Hovhannes Pasha Kuyumjian and Manuk Azarian also served as Deputy Foreign Affairs Minister in the Ottoman Empire.
Of Armenian diplomats, the one to reach the highest position, that of Ottoman Foreign Minister, was Kapriel Noradounkian (1852-1936). He received his primary education at the Scutari High School and went on to study law at the Paris College of Jurisprudence. Returning to Constantinople in 1875, he was appointed secretary at the foreign affairs ministry by Foreign Minister Reshid Pasha. In his new post Noradounkian engaged in organizing the legal affairs of the ministry. As the First Secretary, he participated in the international commission deigned to draw the new border between Russia and Turkey after the 1877-1878 Russo-Turkish War. In 1908 he became the Minister for Public Works. On the eve of the Balkan Wars, in 1912, Kapriel Noradounkian assumes the position of Ottoman Foreign Affairs Minister.
During this period, the Ottoman state was experiencing several critical challenges and Noradounkian used all his skills to steer the Ottoman state clear of the dangers. He enjoyed international notoriety as a skilled legal expert as well. He published“Recueil d’actes internationaux de I’Empire Ottoman” a four volume collection of international treaties and agreements that the Ottoman government had signed since its inception.
Despite his rich and full life as a diplomat and government official, Noradounkian also engaged in Armenian communal affairs. For example, he served as chairman of the Armenian National Assembly.

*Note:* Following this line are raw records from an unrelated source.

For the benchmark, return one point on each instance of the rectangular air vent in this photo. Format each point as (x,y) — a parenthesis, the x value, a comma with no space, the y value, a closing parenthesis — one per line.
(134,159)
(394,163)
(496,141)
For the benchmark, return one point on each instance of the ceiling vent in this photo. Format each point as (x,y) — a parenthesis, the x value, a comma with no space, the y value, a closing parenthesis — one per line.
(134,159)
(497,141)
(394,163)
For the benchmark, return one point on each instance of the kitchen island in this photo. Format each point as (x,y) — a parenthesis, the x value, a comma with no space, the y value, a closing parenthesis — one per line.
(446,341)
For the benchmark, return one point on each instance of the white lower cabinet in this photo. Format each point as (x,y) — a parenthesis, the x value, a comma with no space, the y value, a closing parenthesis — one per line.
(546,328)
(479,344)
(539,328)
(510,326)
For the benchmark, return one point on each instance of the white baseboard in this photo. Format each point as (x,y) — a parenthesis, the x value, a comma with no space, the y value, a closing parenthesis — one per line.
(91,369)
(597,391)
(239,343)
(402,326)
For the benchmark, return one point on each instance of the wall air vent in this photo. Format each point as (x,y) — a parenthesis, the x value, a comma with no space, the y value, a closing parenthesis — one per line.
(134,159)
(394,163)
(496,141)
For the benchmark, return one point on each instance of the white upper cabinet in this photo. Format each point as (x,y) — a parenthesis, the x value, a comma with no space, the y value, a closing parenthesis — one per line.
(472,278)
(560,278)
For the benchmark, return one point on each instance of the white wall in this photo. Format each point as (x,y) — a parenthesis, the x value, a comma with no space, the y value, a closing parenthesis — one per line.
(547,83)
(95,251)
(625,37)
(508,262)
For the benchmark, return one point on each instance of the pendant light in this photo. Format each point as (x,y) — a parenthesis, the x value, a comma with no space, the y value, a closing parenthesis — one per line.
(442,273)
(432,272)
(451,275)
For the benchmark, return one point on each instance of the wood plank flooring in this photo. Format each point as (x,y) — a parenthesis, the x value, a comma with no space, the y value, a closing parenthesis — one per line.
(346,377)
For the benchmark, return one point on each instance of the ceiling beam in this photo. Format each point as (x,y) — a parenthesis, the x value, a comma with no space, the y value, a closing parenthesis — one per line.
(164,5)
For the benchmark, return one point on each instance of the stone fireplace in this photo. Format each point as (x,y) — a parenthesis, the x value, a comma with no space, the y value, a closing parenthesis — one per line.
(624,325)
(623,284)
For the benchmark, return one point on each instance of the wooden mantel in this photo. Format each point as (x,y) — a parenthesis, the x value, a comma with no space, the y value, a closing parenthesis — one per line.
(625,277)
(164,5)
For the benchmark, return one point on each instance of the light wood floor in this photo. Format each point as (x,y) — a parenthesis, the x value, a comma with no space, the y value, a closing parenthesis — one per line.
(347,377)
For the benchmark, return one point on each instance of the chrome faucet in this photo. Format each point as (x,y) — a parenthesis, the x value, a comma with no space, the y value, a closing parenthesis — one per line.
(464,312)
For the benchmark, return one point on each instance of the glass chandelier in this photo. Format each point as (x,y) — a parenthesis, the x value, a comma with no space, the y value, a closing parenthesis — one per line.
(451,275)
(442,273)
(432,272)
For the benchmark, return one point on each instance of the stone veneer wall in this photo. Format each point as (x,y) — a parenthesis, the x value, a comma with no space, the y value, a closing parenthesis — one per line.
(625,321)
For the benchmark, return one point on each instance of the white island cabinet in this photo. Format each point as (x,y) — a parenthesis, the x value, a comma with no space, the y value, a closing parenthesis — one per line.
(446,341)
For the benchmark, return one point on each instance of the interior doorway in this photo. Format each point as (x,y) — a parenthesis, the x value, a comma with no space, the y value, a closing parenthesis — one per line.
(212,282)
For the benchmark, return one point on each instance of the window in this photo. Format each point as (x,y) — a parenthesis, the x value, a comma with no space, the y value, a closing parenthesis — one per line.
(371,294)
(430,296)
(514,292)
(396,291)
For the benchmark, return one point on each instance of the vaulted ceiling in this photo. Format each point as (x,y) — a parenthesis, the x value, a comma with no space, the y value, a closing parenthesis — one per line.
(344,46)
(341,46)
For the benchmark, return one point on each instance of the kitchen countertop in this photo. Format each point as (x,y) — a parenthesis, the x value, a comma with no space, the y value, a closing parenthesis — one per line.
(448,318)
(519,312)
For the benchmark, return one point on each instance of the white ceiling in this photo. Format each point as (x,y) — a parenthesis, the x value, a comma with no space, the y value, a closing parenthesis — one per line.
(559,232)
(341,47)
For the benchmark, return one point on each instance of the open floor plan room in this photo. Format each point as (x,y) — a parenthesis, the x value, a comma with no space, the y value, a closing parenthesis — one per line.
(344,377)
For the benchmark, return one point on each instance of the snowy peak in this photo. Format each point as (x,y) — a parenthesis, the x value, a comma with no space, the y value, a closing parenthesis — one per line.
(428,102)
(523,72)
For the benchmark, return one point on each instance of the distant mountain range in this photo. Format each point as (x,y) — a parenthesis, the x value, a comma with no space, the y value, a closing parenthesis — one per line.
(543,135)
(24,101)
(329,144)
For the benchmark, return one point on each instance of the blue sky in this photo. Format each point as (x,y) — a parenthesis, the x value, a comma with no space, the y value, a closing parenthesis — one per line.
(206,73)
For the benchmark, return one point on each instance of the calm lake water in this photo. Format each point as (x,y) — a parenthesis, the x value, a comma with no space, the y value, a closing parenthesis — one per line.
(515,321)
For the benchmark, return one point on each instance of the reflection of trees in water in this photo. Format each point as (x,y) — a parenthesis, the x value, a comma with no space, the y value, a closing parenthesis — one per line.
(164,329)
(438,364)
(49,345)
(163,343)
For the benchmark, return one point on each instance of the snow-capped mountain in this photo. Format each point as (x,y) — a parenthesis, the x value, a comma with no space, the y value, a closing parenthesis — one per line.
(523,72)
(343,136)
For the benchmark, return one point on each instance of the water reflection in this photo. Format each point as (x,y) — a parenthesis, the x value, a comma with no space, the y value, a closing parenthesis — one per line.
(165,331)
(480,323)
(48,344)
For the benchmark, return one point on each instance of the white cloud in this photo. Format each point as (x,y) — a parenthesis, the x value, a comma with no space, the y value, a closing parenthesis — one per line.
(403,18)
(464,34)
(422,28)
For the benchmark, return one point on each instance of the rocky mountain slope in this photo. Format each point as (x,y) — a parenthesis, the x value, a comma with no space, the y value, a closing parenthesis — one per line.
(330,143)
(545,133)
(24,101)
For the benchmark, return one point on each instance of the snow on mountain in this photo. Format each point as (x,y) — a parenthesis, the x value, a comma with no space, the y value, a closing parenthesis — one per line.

Along with Boghos Nubar Pasha, he headed the National Delegation to the Lausanne Conference in 1922-1923.
Thus, Armenians contributed greatly to the modernization and Europeanization of the Ottoman Foreign Affairs Ministry. From the outset, Armenians were well represented in the ministry’s correspondence and translation offices. Sahak Apron and Krikor Margosian were the first to head these offices.
When it comes to recounting those Armenians who played a role in Ottoman diplomatic circles, we must remember those who served in Ottoman embassies and consuls in various countries.
Sarkis Hamamjian was the Ottoman Ambassador to Italy. Dikran Alexsanian was the Ambassador in Belgium. Manuk Azarian was the Ottoman Consul in Toulon, Hovsep Misak in the Hague, Mihran Karakashian in Nice, Hrad Bey Dyuz in Messina, Mihran Yeram in Naples, Hovsep Azarian in Malta and Dikran Hyunkyarbeyendian in Odessa.
Armenian serving in the Ottoman embassies in the United States and Europe proved to be noteworthy advisors and secretaries. There were so many in fact that to name them all here would take up too much space.
Truly, over time Armenians serving in the Ottoman government were able to take charge of the foreign ministry. This act was picked up by the French newspaper “Le Monde” which wrote in 1903 that the most efficiently run department in the Ottoman Empire was the foreign ministry run by Armenians.